Thinking about life
Thinking about Life, the Universe and everything, I feel that it is now time for me to commit. Considering all the articles, the books and blog posts I’ve written about being positive, staying cheerful, finding meaning and purpose in mundanity, I’ve finally come to the point where, instead of saying, “Some day, I wlll…” I am now thinking, “Now I shall…”
I’ve decided that ‘positive’ is going to be my default. Okay, so that doesn’t mean I’ve suddenly evolved, or that I will never be … usefully angry again – which I take to mean, moved to decide something when I feel strongly. What I mean is that, I will no longer use negativity or those oh so familiar negative narratives (that sometimes announce themselves so clearly in my head!) to wallow, or to excuse myself from trying my best, aiming for the stars and giving life my best shot, every day, all the time.

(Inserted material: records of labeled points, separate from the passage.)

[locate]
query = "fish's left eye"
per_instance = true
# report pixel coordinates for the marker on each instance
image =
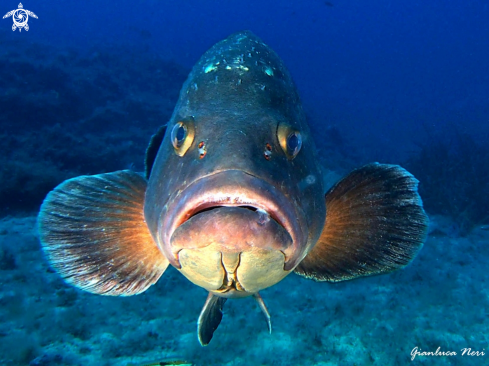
(290, 140)
(182, 136)
(294, 143)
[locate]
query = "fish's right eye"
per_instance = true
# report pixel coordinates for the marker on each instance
(182, 136)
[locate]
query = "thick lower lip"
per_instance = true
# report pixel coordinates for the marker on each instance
(231, 188)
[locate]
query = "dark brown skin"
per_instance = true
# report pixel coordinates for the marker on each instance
(234, 199)
(238, 102)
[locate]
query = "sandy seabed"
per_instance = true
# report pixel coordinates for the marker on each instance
(440, 300)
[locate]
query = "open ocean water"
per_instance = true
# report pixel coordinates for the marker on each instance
(86, 86)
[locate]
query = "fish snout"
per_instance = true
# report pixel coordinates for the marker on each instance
(232, 251)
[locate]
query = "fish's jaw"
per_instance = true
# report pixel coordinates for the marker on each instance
(232, 233)
(232, 275)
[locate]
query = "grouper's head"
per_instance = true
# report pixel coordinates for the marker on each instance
(235, 197)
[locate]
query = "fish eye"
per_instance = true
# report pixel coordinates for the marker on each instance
(294, 143)
(182, 136)
(290, 140)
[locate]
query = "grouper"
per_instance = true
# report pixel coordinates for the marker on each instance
(232, 197)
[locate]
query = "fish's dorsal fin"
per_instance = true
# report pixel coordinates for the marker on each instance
(152, 150)
(375, 223)
(93, 232)
(210, 317)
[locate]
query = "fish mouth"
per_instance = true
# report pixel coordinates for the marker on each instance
(232, 192)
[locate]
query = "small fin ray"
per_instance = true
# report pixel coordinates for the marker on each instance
(210, 317)
(375, 223)
(93, 232)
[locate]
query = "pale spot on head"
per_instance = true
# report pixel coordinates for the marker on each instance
(209, 68)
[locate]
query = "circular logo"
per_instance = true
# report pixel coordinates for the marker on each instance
(20, 18)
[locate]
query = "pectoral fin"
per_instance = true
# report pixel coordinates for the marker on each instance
(93, 232)
(375, 223)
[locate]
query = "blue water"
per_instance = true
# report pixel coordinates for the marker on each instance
(82, 91)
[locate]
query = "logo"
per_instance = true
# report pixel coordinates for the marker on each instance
(20, 17)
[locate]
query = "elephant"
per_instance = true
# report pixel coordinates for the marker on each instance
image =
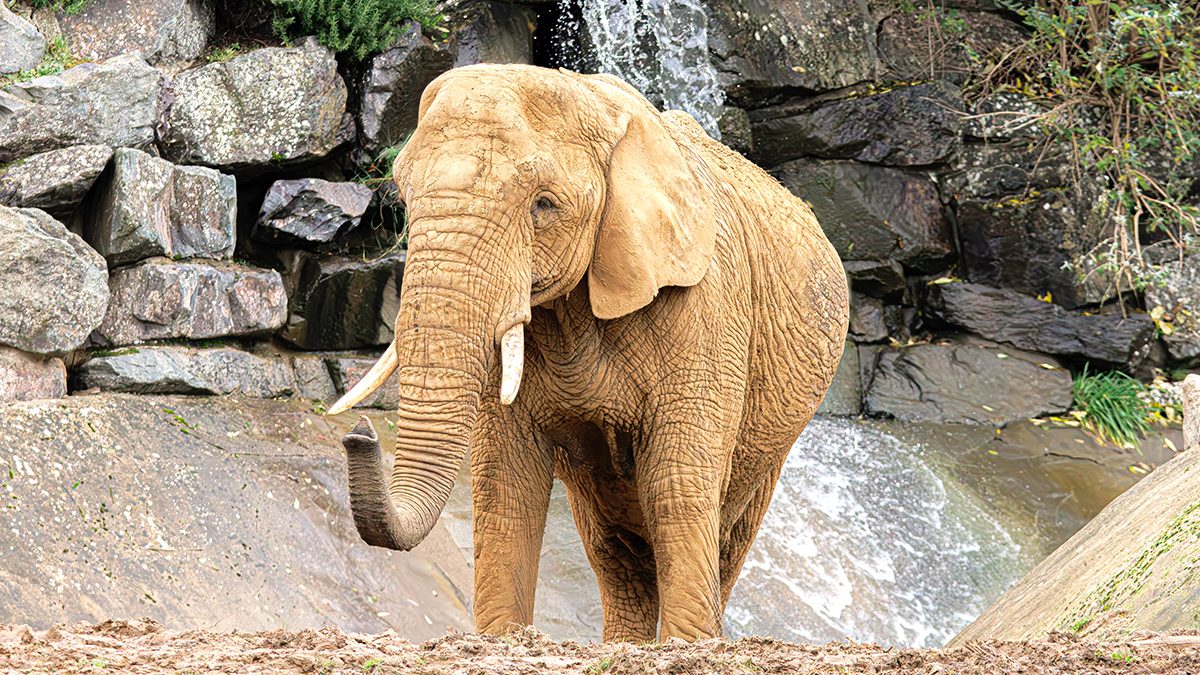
(599, 292)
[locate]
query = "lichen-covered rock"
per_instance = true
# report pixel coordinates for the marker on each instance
(310, 211)
(816, 45)
(159, 30)
(904, 126)
(273, 106)
(161, 298)
(21, 45)
(181, 370)
(54, 181)
(874, 213)
(109, 103)
(53, 286)
(969, 382)
(393, 87)
(150, 207)
(25, 377)
(343, 303)
(1029, 323)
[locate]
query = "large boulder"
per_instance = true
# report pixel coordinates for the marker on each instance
(816, 45)
(903, 126)
(181, 370)
(1029, 323)
(150, 207)
(25, 377)
(310, 211)
(874, 213)
(21, 45)
(270, 107)
(343, 303)
(161, 299)
(966, 382)
(54, 181)
(1175, 299)
(53, 286)
(166, 30)
(109, 103)
(393, 87)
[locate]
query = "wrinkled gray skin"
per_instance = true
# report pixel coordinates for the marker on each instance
(683, 317)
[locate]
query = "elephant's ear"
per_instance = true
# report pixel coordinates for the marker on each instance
(658, 228)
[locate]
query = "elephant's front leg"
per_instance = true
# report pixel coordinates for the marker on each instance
(511, 476)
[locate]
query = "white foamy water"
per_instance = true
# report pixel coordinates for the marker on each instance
(864, 539)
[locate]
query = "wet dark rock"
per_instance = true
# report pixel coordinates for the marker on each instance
(393, 87)
(54, 181)
(27, 377)
(108, 103)
(166, 30)
(1006, 316)
(492, 33)
(905, 126)
(310, 211)
(1025, 244)
(845, 394)
(160, 299)
(929, 45)
(343, 303)
(1179, 296)
(183, 370)
(53, 286)
(873, 213)
(149, 207)
(21, 45)
(877, 279)
(235, 117)
(814, 45)
(867, 322)
(966, 382)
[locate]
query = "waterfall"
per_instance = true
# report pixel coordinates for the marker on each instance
(658, 46)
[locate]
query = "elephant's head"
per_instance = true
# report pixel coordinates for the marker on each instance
(517, 181)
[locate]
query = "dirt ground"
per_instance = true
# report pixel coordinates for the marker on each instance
(145, 646)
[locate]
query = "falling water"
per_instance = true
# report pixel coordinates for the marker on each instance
(658, 46)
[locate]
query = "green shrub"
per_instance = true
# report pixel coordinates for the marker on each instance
(358, 28)
(1110, 406)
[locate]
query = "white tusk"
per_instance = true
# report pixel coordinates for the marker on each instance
(511, 363)
(370, 382)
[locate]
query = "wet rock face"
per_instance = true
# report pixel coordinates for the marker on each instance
(21, 45)
(874, 213)
(160, 299)
(971, 382)
(167, 30)
(1179, 296)
(393, 87)
(1029, 323)
(150, 207)
(233, 115)
(27, 377)
(53, 286)
(905, 126)
(310, 211)
(180, 370)
(54, 181)
(109, 103)
(816, 45)
(343, 303)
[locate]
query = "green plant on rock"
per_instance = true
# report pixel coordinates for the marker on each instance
(1120, 83)
(1109, 404)
(357, 28)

Because, after living in the slow lane – aka merely existing – for so long, and after compromising my wishes almost to death, I owe myself that. I owe my husband, my daughter, my mother and my sisters that. And I’ve wasted so much time in unhelpful thinking, I don’t want to waste another second.
Positive is what we say it is. Positive is how we see ourselves, what we do to assist ourselves to feel good, purposeful and useful. It shows up in the ways we choose to have fun, the clothes we wear, the books we read, all the ways we relate to other people. And honestly, there are so many lovely things out there, colourful, bright and life enhancing, and there are so many truly gifted and wonderful people in the world, that I no longer have no excuse for accepting anything that takes away from my enjoyment of these.
We do deserve to treat ourselves well, and to hope for and anticipate the best. We never “have to” sell ourselves short. So from now on, I’m going to hope for the best, and live as if I really mean it. Wish me luck!